Classifica isole pedonali, poche città a misura di pedone

di Giuseppe Aymerich Commenta

L’indagine pubblicata dall’associazione ambientalista prende in considerazione quattro parametri per determinare..

classifica isole pedonali

Ancora una volta la classifica di Legambiente sulla fruibilità pedonale delle nostre città premia le cittadine del Centro-Nord. Bocciate, invece, le metropoli e il Meridione.

L’indagine pubblicata dall’associazione ambientalista prende in considerazione quattro parametri per determinare quanto i diritti dei pedoni, ma anche quelli dei ciclisti, siano tutelati nei nostri centri urbani. Si tratta, in particolare, della vastità delle isole pedonali, delle zone a traffico limitato e delle aree a verde pubblico nonché della lunghezza delle piste ciclabili: ognuno di questi dati, ovviamente, è rapportato al numero degli abitanti e consente di attribuire un punteggio.


La situazione, anno dopo anno, sembra complessivamente migliorare, ma c’è ancora parecchio da fare. Dato un punteggio complessivo ottimale pari a 100, solo Mantova riesce ad aggiudicarselo, seguita da Lucca (85 punti) e dall’accoppiata Piacenza e Firenze (77). Il capoluogo toscano è l’unica grande città ad ottenere un piazzamento lusinghiero.

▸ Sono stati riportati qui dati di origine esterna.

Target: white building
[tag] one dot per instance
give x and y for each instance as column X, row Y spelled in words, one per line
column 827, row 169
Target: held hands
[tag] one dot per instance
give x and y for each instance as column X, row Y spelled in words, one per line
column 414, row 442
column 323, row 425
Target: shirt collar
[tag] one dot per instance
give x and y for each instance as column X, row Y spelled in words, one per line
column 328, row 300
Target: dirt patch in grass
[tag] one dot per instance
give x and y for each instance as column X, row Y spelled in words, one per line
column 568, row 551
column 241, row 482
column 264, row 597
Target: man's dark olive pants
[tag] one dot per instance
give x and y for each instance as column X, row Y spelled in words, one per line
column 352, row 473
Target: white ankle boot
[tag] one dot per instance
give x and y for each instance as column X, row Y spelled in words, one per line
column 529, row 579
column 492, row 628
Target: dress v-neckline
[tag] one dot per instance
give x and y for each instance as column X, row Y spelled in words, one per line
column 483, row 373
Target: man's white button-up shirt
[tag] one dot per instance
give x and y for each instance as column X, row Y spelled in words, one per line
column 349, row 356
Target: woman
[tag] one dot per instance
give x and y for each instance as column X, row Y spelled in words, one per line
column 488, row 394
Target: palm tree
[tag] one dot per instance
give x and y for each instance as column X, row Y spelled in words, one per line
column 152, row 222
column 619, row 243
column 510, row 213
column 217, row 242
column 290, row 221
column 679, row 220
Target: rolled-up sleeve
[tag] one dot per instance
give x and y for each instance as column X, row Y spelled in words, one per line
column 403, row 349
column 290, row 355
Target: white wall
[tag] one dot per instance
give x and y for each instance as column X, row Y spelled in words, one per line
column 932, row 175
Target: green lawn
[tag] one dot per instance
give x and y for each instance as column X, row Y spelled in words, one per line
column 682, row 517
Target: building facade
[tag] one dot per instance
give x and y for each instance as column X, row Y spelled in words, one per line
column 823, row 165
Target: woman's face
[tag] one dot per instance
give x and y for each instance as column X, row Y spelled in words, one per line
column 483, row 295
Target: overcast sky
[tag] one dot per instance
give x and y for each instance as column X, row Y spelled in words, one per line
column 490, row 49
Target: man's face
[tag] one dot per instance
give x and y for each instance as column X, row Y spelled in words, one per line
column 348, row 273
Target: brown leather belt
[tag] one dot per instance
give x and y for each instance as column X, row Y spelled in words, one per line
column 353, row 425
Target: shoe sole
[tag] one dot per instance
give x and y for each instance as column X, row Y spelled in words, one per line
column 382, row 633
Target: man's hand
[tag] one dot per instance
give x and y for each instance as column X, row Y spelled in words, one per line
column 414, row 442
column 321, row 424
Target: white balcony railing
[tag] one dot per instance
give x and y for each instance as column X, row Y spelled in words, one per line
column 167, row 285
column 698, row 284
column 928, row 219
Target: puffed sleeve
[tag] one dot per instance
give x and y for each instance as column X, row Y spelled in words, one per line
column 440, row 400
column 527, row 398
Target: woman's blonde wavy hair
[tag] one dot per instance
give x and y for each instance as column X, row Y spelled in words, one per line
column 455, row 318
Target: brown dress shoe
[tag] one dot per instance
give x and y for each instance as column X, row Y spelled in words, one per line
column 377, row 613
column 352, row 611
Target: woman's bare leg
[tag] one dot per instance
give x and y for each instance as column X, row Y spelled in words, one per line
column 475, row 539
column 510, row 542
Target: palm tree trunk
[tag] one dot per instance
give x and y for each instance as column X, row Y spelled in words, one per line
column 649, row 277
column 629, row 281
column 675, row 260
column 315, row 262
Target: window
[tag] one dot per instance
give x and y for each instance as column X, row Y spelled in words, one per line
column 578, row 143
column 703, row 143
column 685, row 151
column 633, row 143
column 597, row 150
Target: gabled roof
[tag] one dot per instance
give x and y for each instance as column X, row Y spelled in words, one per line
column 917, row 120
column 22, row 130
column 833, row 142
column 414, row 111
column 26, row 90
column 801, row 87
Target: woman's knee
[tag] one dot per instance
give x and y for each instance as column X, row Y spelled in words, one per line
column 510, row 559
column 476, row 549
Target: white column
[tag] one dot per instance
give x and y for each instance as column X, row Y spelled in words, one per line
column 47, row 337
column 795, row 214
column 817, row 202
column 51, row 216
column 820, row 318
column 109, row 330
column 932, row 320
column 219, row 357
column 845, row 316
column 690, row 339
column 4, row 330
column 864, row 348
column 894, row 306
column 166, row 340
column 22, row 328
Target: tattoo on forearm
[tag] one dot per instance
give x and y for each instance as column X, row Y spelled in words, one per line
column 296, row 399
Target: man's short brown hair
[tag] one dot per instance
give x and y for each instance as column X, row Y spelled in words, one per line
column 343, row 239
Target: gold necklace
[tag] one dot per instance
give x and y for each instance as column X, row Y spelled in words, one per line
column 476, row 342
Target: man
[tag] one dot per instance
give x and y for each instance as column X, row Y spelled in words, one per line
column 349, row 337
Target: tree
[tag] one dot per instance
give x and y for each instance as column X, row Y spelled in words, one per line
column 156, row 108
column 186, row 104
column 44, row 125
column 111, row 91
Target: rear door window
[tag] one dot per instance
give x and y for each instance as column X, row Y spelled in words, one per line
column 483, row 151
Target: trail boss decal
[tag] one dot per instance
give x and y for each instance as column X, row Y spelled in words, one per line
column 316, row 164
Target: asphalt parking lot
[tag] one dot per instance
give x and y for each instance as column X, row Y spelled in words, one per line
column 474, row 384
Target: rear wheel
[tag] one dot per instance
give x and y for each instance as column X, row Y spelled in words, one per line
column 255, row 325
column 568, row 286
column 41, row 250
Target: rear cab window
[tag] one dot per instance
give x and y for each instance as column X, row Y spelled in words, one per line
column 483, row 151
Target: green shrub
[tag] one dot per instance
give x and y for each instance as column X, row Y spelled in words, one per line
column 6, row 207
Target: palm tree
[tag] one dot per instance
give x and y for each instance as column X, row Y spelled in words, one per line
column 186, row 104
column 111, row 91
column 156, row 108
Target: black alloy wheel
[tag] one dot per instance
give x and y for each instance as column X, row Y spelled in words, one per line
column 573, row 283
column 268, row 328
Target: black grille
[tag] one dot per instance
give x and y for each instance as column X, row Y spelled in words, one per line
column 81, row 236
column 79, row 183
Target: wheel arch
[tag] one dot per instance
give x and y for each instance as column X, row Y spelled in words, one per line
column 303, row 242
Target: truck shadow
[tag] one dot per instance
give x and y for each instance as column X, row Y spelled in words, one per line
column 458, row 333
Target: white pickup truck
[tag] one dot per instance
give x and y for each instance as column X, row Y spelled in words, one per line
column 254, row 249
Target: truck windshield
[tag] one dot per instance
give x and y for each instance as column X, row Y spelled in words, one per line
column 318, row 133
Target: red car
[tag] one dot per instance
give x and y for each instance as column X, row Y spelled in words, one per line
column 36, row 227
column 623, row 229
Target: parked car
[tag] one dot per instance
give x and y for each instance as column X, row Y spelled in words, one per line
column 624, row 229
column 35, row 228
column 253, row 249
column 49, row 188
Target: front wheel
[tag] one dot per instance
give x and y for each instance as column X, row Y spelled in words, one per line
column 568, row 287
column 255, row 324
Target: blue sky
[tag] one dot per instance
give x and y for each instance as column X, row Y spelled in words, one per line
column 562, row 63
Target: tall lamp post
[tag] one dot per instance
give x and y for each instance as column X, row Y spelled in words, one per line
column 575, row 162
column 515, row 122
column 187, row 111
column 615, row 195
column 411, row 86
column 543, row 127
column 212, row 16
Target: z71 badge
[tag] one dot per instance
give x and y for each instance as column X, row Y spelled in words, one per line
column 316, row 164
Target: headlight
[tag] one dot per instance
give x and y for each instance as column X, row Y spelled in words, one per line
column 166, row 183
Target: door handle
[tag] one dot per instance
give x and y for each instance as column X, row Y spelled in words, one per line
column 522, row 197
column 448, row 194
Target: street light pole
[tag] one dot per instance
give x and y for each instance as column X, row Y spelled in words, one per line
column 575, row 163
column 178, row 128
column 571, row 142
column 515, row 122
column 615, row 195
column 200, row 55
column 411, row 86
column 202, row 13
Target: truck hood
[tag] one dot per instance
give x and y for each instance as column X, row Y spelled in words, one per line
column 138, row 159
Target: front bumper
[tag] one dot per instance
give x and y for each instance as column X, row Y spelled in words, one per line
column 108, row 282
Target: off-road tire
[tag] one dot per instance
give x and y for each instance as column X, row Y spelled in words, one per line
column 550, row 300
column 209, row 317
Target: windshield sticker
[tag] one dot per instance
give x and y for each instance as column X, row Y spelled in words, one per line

Ben più distanti sono le maggiori metropoli: Torino è ventiquattresima, Milano è cinquantatreesima, Roma è sessantaquattresima, Napoli è addirittura settantacinquesima con soli 16 punti.
Ma la situazione partenopea, pessima in termini generali, è invece positivissima se confrontata con la parte più bassa della classifica: Enna, Siracusa e Viterbo si contendono l’ultimo posto con un ingiustificabile zero spaccato. La prima città meridionale in classifica è appena al trentesimo posto: si tratta di Agrigento (47 punti).


É soddisfatta del primato il sindaco di Mantova, Fiorenza Brioni, che definisce la sua cittadina “a misura d’uomo”, in cui l’attenzione è rivolta “al piacere di passeggiare attraverso la città e di incontrarsi”. Per proseguire lungo questa strada, sono in progetto diversi grandi parcheggi sotterranei, per eliminare “l’inquinamento visivo” delle automobili nel centro storico.